En un comunicado oficial, la compañía justificó la medida con una frase que condensa el estado del sector: "Los cambios en las condiciones de mercado nos obligan a encarar los desafíos futuros desde un enfoque diferente." [Por ejemplo, mudándose a Brasil.]
Fate es conducida por Javier Madanes Quintanilla, uno de los empresarios más poderosos de la Argentina. Según Forbes, su patrimonio personal alcanza los US$ 1.500 millones, lo que lo posiciona en el puesto 18 del ranking de los hombres más ricos del país. Mientras tanto, el patrimonio familiar se estima en US$ 590 millones.
El conglomerado familiar fue, históricamente, uno de los más beneficiados por subsidios y créditos en el marco de las políticas de industrialización sustitutiva argentinas [empresa prebendaria]. Sin embargo, ese vínculo con el Estado no evitó las turbulencias actuales. Un dato que marcó la trayectoria del grupo es que varios de sus principales accionistas fueron identificados en la investigación del Consorcio Internacional de Periodistas conocida como los Panamá Papers, con sociedades offshore en Islas Cook, Bahamas, Islas Vírgenes y Panamá, y conexiones a cuentas en Suiza.

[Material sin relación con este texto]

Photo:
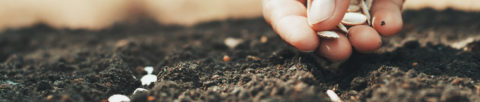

El cierre de Fate no es un hecho aislado del contexto macroeconómico. Javier Madanes Quintanilla ya había dejado en claro su postura frente al rumbo económico del gobierno nacional. El empresario señaló que la administración del presidente Javier Milei mostró, desde sus inicios, "menosprecio al capital nacional".
En esa misma línea, calificó en 2024 al ajuste propuesto por Milei como "el más duro de la historia" y trazó un paralelo con la crisis de 2001, aunque consideró que el escenario actual podría ser incluso más profundo. Según su lectura, la apertura de importaciones fue el disparador concreto que derivó en una caída en la producción de Fate y que, en última instancia, hizo inviable la continuidad de la planta.